Tale strumento, è quindi utilizzabile nel seguente modo:
- Le implicazioni per il prodotto/servizio e per il mercato servono a comprendere quelle che
sarebbero le caratteristiche ideali del processo per ciascun segmento;
- Le implicazioni organizzative e gestionali servono a comprendere quelle che sono gli approcci
interni che dovrebbero essere utilizzati nell’affrontare quel segmento;
- Le implicazioni per le operations servono a comprendere quella che dovrebbe essere la
configurazione “ideale” per competere in quel segmento.
È ovvio che, se si seguisse la best practice tracciata da questo schema, dovrebbe essere garantito assoluto
allineamento tra configurazione interna ed esigenze esterne; in realtà, l’utilità di questo schema consiste
proprio nell’andare a mappare il proprio posizionamento interno rispetto a quelle che sono le esigenze di
mercato, verificandone coerenza ed allineamento.

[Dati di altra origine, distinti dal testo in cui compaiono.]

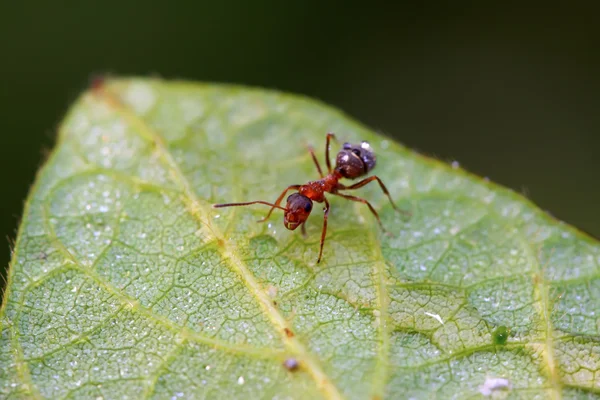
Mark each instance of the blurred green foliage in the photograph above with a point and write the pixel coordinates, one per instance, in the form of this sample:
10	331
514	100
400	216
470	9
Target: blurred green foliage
511	93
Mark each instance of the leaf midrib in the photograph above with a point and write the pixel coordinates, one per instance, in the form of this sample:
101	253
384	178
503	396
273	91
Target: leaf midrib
310	364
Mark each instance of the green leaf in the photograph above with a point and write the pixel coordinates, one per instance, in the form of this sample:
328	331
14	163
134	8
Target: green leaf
125	282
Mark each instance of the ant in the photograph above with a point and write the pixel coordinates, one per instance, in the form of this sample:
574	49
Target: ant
351	162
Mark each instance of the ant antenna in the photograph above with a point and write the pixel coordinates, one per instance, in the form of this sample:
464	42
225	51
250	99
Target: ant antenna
249	203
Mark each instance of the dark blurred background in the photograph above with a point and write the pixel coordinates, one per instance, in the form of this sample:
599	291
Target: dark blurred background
510	92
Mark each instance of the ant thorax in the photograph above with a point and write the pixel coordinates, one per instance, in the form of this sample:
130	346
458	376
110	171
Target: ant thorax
355	160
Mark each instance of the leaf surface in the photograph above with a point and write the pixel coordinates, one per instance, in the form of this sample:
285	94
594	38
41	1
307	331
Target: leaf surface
125	282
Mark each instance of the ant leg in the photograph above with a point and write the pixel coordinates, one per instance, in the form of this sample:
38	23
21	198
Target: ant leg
329	136
325	215
278	201
312	154
361	200
369	180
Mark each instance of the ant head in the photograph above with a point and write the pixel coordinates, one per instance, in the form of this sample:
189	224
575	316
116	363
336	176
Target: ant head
355	160
297	210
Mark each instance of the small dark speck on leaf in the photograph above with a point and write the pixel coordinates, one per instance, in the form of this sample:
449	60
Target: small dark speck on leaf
501	335
291	364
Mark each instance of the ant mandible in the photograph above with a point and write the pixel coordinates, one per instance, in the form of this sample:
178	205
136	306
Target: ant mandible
352	162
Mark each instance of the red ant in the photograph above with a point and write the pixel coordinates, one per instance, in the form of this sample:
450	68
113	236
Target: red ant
352	161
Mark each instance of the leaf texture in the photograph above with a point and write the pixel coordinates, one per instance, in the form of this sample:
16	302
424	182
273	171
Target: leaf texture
126	283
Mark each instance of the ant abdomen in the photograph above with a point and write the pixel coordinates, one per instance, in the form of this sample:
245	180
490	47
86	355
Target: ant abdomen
355	160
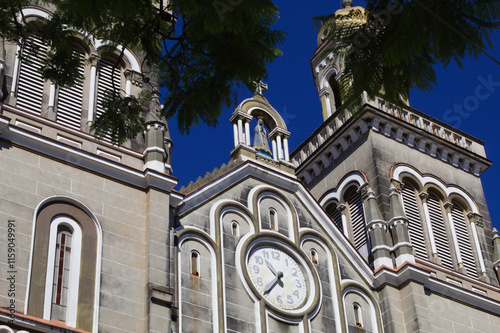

Nel configurare le operations, l’errore più comune è quello di non riuscire a distinguere differenti segmenti
di mercato, caratterizzati da fabbisogni differenti, trattandoli come un’unica tipologia di clientela ed
andandola a servire con una struttura “intermedia” (che cerchi di mediare le esigenze dell’una e dell’altra);
questo, come già visto nel caso della HQ, è un approccio sbagliato: se si vuole rendere il sistema di
operations veramente coerente con quelle che sono le esigenze di mercato, benché oneroso, è necessario
andare a costruire più configurazioni differenti.